Buttigieg Talks Charter Schools
Warns “Free” College Is Less Progressive Than It Sounds
The mayor of South Bend, Indiana, Pete Buttigieg, says charter schools “have a place” as “a laboratory for techniques that can be replicated.”
Buttigieg, who is one of a large field of Democratic candidates for president, made his remarks in response to a question from Education Next during an appearance on Wednesday in Boston at Northeastern University.
Buttigieg called on me to ask the first question during a small session with reporters in advance of an appearance before an overflow crowd in a 992-seat auditorium.
I noted that his husband is a teacher and asked what Buttigieg thought of the proposal by another presidential candidate, Senator Kamala Harris of California, to raise teacher pay. I also asked him what he thought of charter schools.
Buttigieg replied that it was a “source of frustration” in his family that even after earning a masters degree, Chasten was earning less as a teacher than he could make as a bartender. The website of Montessori Academy at Edison Lakes in Mishawaka, Indiana, lists Chasten Glezman, Buttigieg’s husband, as a junior high humanities teacher at that private school. It also says he has worked as a substitute teacher in Chicago Public Schools and as a drama teacher.
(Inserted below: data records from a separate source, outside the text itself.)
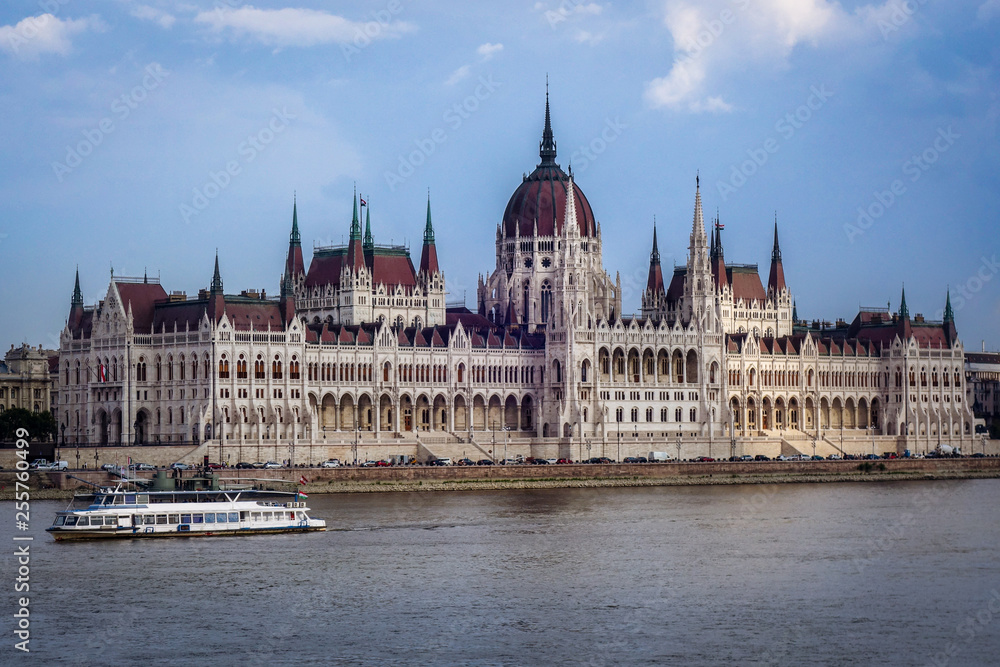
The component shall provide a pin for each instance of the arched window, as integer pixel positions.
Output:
(546, 301)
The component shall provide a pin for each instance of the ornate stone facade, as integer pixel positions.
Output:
(362, 347)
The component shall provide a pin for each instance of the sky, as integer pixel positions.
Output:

The candidate said that his own version of a federal teacher pay increase plan would differ from that of Harris because he would focus more narrowly on raising wages for teachers in “Title I schools,” a reference to the part of the Elementary and Secondary Education Act that directs federal funding to school districts serving high concentrations of low-income families. Even so, it would affect many schools; Title I schools were 62% of all regular and elementary schools in 2014-2015, according to a federal Education Department report released last year.
Buttigieg initially dodged the charter school part of the question, but a columnist of the Boston Globe, Scot Lehigh, followed up, generating the “have a place” language. Buttigieg’s complete answer fell short of an enthusiastic charter endorsement, but neither was it a wholesale condemnation. Buttigieg said he was “concerned” about “disinvestment” from public schools. “I don’t think they can excuse us,” he said of charters. In the Democratic primary, teachers unions hostile to charters are a more influential and better organized force than parents or donors who favor charter schools, so education reform is a bit of a delicate issue to navigate for candidates who don’t want to alienate either faction.
He also fielded a question about the affordability of higher education. “Chasten and I are living with six-figure student debt,” he said, calling for expanding existing loan-forgiveness programs for teachers and public servants. He said policymakers should look at making it easier to refinance student loan debt at lower interest rates. And he said it was a mistake to convey to people the idea that “you have to go to college.”
In the larger session that followed the interaction with reporters, Buttigieg described education as a national security issue. He also acknowledged, to a largely student audience, that declining to endorse “free college” was “stopping short of what I’m sure is the right answer politically for this room.” He pointed out, though, that college graduates earn more than some of the non-college-graduates who would be taxed more to subsidize a free college scheme. He said he found that hard to square with his “progressive” outlook.
Ira Stoll is managing editor of Education Next.